O Ministério da Agricultura foi o segundo, em
Portugal (o primeiro foi o Ministério do Exército), a criar os seus Serviços
Cinematográficos. Marcaram época os filmes realizados pelo primeiro encarregado
desses serviços, o senhor Adolfo Coelho, que se notabilizou como realizador.
O Ministério da Agricultura produziu, a
partir de então, uma quantidade muito grande de filmes agrícolas variados, de
grande valor didático, muitos deles com assinalável qualidade artística.
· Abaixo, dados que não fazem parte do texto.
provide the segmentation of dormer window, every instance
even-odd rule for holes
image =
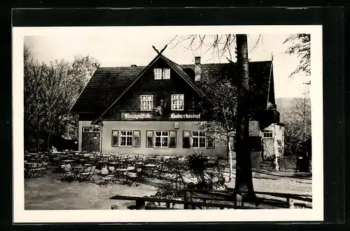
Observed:
[[[155,68],[154,79],[170,79],[170,69]]]
[[[170,79],[170,69],[164,68],[163,69],[163,79]]]
[[[183,111],[183,94],[172,94],[172,110]]]
[[[153,107],[153,96],[143,94],[141,96],[141,111],[151,111]]]

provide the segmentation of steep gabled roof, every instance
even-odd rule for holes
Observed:
[[[198,92],[201,90],[200,82],[194,80],[194,64],[179,65],[162,55],[157,55],[148,66],[99,67],[87,84],[71,111],[76,113],[91,113],[97,115],[97,121],[143,74],[159,58],[162,58],[186,83]],[[249,63],[251,78],[251,109],[265,109],[269,99],[269,86],[273,81],[271,76],[272,61],[252,62]],[[202,64],[202,74],[214,74],[213,76],[233,76],[238,78],[237,66],[234,64]]]
[[[102,113],[144,68],[144,66],[99,67],[71,111]]]
[[[103,111],[102,113],[99,113],[99,115],[92,121],[92,124],[96,123],[115,103],[121,98],[121,97],[130,88],[136,83],[137,80],[142,77],[144,74],[150,67],[152,65],[159,59],[163,59],[171,68],[175,71],[180,77],[181,77],[192,88],[197,92],[200,95],[204,96],[203,92],[198,88],[190,80],[190,77],[187,75],[187,74],[183,71],[182,67],[176,64],[175,62],[170,61],[165,56],[162,55],[161,53],[158,53],[158,55],[146,66],[144,69],[137,75],[137,76],[132,80],[132,83],[125,88],[116,97],[115,100],[105,109]]]

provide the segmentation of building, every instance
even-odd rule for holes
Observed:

Em 1991, a Ordem dos Engenheiros - onde eu exercia então o cargo de
Coordenador da Comissão de Especialidade de Engenharia Agronómica - promoveu,
em colaboração com o Ministério da Agricultura e a Cinemateca Portuguesa, uma
“Mostra Retrospectiva do Filme Agrícola Português”, com sessões durante três
tardes seguidas. Nessa mostra se apresentaram alguns dos melhores filmes
existentes, entre os quais um que ficou famoso, “Flores - mundo de beleza”,
dirigido pelo notável investigador que foi o Prof. Eng.º Agrónomo e Silvicultor
Joaquim Vieira Natividade e pelo Eng.º Agrónomo António Félix da Cruz.
Os filmes apresentados nessa “Mostra” foram
os seguintes:
No primeiro dia (3 de Julho de 1991), “Os
toiros na faina agrícola ribatejana” (1939), “A vida do linho” (1942), “Aprenda
a comer” (1945) e “O combate à praga dos gafanhotos” (1946), todos de Adolfo
Coelho.
No segundo dia (4 de Julho de 1991),
“Flores - Mundo de beleza” (1957), de Joaquim Vieira Natividade e António Félix
da Cruz, “A floresta portuguesa” (1967), “Milho híbrido” (1971) e “Laranjas de
Portugal” (1971), todos de António Félix da Cruz.
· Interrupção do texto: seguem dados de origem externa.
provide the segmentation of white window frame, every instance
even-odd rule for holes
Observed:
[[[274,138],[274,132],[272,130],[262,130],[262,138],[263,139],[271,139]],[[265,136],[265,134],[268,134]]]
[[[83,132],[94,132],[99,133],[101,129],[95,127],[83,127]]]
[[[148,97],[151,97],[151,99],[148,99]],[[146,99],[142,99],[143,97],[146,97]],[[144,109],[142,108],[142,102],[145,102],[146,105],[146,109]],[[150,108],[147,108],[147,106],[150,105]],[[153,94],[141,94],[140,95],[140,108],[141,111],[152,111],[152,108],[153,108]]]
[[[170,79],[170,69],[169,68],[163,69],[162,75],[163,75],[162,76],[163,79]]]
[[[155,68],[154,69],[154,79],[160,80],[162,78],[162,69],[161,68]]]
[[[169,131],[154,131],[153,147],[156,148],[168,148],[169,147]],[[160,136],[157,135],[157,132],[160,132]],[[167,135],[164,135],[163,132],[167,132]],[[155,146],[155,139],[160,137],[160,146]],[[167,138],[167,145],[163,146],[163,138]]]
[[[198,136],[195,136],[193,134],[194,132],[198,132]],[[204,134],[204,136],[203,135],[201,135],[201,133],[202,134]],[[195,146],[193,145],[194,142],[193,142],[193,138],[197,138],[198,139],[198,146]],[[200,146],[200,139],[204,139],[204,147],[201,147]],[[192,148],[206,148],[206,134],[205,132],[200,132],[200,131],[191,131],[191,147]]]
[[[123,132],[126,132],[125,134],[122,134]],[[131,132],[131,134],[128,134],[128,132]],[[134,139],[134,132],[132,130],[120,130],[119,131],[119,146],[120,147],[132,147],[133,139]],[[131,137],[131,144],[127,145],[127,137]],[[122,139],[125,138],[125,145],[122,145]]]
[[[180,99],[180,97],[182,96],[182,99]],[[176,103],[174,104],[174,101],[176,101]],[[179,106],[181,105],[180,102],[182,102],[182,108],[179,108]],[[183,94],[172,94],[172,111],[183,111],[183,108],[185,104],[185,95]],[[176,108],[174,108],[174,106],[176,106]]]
No terceiro dia (5 de Julho de 1991), “O
sobreiro” (1959), de João Mendes, “Cooperativas agrícolas” (1970),
“Horticultura moderna” (1972/73) e “Reconversão da vinha no Noroeste Português”
(1972/73), todos de Alice Gamito.
Gostaria de ter apresentado um dos
melhores, ainda de Adolfo Coelho, sobre a lagarta do sobreiro, a Lymantria dispar, mas tal não foi
possível. Quando quis fazer a “Mostra
Retrospectiva do Filme Agrícola Português” era ainda Luís de Pina o Director da
Cinemateca e bem se lembrava desse filme sobre a lagarta do sobreiro. Mas não
existia na Cinemateca uma única cópia do filme. No Ministério, contaram-me que
tinha havido em tempos um incêndio e também já lá não havia qualquer cópia
desse filme, pelo que não pôde ser apresentado. É só mais um caso de
delapidação do património cultural português.